Le problème de cet ouvrage est qu’il est fondé sur un malentendu. Je ne crois pas que l’auteur veuille traiter de l’origine de la guerre et de la violence. Il s’agit plutôt pour elle de montrer comment se sont construites depuis le xviiie siècle des représentations successives de l’homme préhistorique. D’abord celle en lien avec notre société et l’idéologie promut par les auteurs. Engels, lui, verra l’invention du capitalisme. Les féministes, l’irruption de la domination masculine, toutes ses hypothèses ne sont en fait qu’une façon de parler de nous.

Il est de toute façon illusoire de vouloir chercher une origine d’un phénomène aussi complexe que la guerre. C’est là aussi que l’ouvrage pêche. La guerre est un phénomène social total qui nécessite une organisation sociale et psychique raffinée.

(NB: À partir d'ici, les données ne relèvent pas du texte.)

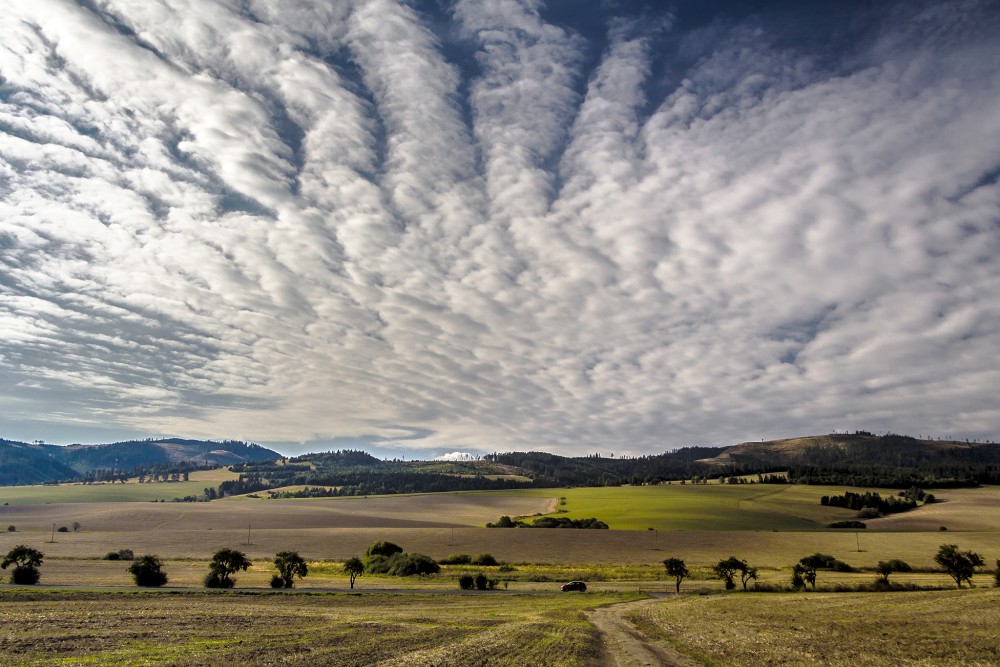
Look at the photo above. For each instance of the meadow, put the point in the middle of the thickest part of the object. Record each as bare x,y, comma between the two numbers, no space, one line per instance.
425,621
227,628
837,629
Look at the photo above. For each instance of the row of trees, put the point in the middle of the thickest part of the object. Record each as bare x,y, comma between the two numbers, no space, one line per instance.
960,566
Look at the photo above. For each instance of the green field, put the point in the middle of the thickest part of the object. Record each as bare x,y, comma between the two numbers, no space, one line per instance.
224,628
131,491
699,507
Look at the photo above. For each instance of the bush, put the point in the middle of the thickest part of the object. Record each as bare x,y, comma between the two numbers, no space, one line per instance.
26,561
215,580
485,560
148,571
384,548
456,559
402,565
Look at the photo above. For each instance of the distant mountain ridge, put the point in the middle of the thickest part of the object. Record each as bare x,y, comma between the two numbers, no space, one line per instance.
24,463
859,448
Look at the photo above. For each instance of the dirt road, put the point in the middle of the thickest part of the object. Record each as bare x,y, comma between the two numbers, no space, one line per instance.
624,645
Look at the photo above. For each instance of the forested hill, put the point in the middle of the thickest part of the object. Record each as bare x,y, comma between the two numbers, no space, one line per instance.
24,463
357,473
866,459
862,459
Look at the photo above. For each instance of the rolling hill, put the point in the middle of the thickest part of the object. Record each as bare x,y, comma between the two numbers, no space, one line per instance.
24,463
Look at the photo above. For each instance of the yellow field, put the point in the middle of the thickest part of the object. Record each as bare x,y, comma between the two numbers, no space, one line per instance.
224,628
836,629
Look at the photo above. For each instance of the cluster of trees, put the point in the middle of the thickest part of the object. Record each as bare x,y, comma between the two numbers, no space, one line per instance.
870,500
389,558
960,565
549,522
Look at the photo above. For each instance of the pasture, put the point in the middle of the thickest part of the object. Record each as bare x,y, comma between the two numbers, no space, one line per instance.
837,629
442,524
229,628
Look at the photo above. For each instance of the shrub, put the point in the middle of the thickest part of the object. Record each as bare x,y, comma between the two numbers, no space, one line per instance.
402,565
485,560
383,548
224,563
456,559
148,571
26,562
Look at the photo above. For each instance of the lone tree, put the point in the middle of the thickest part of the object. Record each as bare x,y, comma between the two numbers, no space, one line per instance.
354,568
727,568
960,565
26,562
224,563
676,569
148,571
290,565
747,573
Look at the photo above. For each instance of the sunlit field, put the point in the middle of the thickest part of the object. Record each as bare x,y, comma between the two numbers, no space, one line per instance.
848,629
226,628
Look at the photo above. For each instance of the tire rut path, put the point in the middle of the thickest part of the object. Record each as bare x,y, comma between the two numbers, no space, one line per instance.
622,643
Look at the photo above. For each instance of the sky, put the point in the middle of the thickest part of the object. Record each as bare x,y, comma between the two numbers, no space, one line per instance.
438,227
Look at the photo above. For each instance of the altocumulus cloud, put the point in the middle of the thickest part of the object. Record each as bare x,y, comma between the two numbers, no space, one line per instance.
498,225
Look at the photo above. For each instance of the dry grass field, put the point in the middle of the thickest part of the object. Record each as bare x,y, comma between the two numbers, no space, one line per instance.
43,628
835,629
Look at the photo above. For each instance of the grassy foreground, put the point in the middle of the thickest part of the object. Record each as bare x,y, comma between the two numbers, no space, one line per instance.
161,628
850,629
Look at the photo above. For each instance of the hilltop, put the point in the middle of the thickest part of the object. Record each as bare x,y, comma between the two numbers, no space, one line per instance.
24,463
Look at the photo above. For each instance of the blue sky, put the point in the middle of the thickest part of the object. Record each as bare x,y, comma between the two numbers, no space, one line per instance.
485,226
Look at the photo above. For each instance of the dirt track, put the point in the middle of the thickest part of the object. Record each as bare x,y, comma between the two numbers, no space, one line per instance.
624,645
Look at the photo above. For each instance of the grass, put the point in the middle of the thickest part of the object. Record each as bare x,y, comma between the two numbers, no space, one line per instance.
849,629
78,628
699,507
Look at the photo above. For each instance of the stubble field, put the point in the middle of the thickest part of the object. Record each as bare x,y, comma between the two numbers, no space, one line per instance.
43,628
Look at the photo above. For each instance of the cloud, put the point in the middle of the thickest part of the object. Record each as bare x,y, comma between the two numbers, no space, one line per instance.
481,229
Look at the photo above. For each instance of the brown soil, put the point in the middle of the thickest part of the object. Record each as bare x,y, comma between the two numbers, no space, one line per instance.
623,645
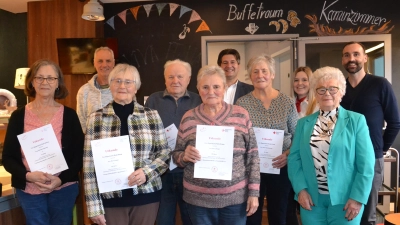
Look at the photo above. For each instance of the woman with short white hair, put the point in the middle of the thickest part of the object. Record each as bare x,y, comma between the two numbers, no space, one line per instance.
331,161
150,152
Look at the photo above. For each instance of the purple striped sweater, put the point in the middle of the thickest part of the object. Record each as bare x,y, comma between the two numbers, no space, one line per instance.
245,169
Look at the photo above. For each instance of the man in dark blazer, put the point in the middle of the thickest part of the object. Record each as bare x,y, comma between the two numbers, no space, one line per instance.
229,61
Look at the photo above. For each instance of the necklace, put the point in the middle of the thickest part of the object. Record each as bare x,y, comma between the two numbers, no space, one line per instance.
326,127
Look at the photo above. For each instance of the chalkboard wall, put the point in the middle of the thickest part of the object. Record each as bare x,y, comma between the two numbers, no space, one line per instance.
148,33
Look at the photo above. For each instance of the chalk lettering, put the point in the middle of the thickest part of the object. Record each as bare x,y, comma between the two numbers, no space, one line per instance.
41,139
249,14
352,17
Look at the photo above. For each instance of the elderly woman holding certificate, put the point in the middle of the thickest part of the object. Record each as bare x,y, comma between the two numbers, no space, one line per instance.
213,196
331,163
148,150
45,198
271,109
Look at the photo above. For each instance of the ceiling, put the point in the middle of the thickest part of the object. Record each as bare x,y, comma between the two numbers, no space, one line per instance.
21,6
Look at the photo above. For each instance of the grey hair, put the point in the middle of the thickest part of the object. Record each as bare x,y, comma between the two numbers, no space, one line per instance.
209,70
125,68
261,58
180,62
105,49
328,73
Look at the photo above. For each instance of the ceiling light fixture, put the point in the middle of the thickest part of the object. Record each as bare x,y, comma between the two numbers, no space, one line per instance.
93,11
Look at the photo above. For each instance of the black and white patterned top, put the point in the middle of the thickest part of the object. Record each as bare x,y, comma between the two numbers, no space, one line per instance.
320,143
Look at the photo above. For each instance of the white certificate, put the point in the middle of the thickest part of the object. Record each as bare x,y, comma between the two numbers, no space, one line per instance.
42,151
215,144
172,132
113,163
269,142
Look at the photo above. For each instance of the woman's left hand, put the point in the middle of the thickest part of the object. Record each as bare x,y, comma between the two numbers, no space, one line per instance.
352,208
54,183
252,205
137,178
280,161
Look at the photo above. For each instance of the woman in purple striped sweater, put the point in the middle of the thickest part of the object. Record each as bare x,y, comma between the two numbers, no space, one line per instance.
212,201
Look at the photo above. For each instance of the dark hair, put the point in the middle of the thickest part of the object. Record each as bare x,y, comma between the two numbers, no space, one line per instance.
357,43
61,91
228,51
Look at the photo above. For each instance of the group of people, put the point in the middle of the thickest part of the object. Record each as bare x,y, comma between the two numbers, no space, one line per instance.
330,162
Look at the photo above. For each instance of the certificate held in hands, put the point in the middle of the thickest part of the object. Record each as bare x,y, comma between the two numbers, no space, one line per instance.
113,163
215,144
42,151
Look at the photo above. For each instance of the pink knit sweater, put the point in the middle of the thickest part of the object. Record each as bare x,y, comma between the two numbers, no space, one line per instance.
245,166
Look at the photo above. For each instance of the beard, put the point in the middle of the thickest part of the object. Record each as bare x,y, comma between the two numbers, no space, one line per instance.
350,70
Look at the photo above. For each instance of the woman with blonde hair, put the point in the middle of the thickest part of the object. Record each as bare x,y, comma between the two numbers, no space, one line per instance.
271,109
305,102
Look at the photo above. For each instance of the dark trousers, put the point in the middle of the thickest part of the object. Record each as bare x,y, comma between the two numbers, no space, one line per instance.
277,188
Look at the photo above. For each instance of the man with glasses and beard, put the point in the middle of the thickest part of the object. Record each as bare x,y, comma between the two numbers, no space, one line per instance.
373,97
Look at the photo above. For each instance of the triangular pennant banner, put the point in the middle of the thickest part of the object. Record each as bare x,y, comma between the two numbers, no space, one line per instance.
134,11
111,22
172,7
122,15
203,27
148,8
184,9
160,7
194,17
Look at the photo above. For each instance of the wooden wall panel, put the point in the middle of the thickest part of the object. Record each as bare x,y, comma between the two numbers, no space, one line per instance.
49,20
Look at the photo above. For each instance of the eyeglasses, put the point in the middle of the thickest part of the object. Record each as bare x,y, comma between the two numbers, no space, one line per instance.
118,82
332,90
49,80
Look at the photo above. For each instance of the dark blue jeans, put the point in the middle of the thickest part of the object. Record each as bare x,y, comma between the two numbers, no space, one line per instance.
171,194
277,188
49,209
229,215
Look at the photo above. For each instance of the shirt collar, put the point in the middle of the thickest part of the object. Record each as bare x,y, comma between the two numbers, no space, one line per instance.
168,94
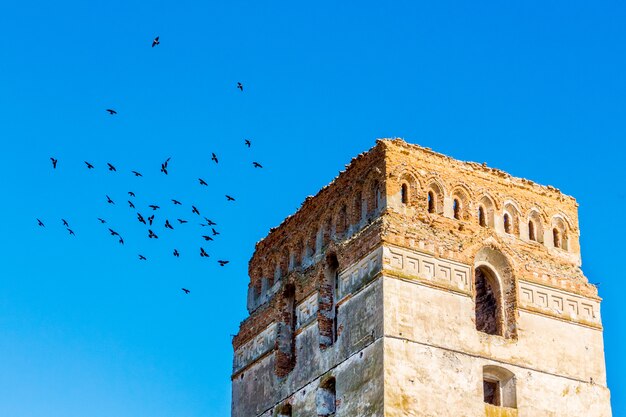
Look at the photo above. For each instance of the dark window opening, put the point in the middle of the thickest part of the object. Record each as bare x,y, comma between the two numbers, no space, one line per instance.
481,217
487,308
491,390
431,202
326,398
507,223
456,206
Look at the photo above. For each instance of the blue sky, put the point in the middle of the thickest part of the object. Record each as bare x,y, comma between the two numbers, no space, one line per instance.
536,89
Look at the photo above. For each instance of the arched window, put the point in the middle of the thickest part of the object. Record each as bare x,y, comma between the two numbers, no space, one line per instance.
507,223
285,359
431,202
499,387
326,398
405,194
481,217
456,206
488,305
327,303
531,231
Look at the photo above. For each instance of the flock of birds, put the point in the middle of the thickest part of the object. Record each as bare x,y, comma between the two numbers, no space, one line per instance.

Le livre s’achève sur l’hypothèse que la guerre naît là où s’achève le domaine de l’auteur : avec l’Histoire, c’est-à-dire la civilisation. Il y a là un paradoxe. Si la guerre naît effectivement de la complexification de société, comment expliquer qu’il y ait toujours eu une lutte contre la guerre et qu’à quelques exceptions près les sociétés préfèrent la paix ? La guerre totale est une invention récente. Depuis l’Antiquité, les philosophes ont cherché à en limiter les effets. L’agressivité est une modalité adaptative de réponse à une menace. La violence est l’acte qui réalise l’agressivité. Comme tout acte, il est inscrit dans un contexte socioculturel. La guerre a pu être inventée grâce à la complexification des sociétés qui a permit d’entretenir une caste de guerrier. Mais ces sociétés afin d’éviter leur propre effondrement ont dû réguler ou même empêcher l’irruption de la guerre.

La question la plus intéressante à propos de la naissance de la violence et de la guerre serait peut-être de se demander pourquoi les sociétés humaines, depuis la Préhistoire, ne se sont pas mortes de la violence qu’elles génèrent.